Market-based exchange rate is ‘crucial’
When asked if the growth was sustainable this time around, Dr Baqir said he was “absolutely very confident in this regard”.
“The last time when the GDP [gross domestic product] was increasing, it was artificial growth because the interest rate was kept at an artificial level, our exports were not increasing, and imports and consumption increased dramatically.
“In June 2019, our exchange rate, through reform, was market-based and therefore determined by different demand and supply factors. This is crucial for economic progress and growth in the future, the exchange rate will play a good role and the current account deficit will not increase as before.

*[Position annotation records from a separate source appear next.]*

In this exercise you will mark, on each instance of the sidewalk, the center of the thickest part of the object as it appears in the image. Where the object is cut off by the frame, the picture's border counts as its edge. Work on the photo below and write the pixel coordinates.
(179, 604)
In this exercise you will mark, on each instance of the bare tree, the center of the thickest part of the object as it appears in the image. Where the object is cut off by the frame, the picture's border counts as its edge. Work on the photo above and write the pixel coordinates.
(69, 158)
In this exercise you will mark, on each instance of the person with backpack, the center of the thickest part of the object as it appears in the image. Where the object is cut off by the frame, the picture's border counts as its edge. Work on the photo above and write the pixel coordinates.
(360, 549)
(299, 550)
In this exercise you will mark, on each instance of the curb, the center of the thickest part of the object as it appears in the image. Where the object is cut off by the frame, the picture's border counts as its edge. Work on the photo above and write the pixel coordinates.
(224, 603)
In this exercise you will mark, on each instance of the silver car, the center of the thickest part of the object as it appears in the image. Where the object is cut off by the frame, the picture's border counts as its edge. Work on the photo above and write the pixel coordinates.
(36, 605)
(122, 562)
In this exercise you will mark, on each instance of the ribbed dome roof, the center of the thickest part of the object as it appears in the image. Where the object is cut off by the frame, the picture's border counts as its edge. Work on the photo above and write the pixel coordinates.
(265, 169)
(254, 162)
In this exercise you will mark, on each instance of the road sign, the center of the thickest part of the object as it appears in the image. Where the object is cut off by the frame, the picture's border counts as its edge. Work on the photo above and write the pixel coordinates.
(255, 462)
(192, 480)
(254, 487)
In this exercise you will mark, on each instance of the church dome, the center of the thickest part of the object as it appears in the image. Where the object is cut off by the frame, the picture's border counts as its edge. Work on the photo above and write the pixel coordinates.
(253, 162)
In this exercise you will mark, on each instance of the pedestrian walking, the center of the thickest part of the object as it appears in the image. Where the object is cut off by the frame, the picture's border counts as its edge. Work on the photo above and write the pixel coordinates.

“Never before in Pakistan’s history has the current account deficit been so high and the trade balance deficit is now increasing due to imports of capital goods or machinery, which is a good reason.”
SBP “ will certainly have the capacity ” to lend in a war situation
Speaking of likely amendments to the Pakistan State Bank Act 1956, the SBP boss said there was no mention of the central bank’s goals at present. “Vague language was used in the preamble” of the legislature, he said.
“The current bill focuses on domestic price stability, financial stability and supporting the government in its growth and development policies,” which he says are key targets for central banks around the world.
“If domestic price stability and financial stability remain a priority, its advantage will be that growth in the future will not be artificial but sustainable.
“Refinancing facilities such as [aforementioned] TERF, export refinancing, long-term financing facilities [LTFF] will be maintained in the new law, ”Baqir said.
“This is a crucial tool for the SBP to support growth. God forbid, however, if there is a war, the central bank will certainly have the capacity. [to lend] because it can inject liquidity into the secondary market where government bonds are traded, it can buy the bonds, and commercial banks can grant loans to the government in an emergency. “
In response to another question about Prime Minister Imran Khan’s economic team and concerns over the continued change of finance ministers – from Asad Umar to Abdul Hafeez Shaikh to Hammad Azhar now – with Shaukat Tareen as his assistant , the SBP boss said he believed him. was “not appropriate” for him to comment.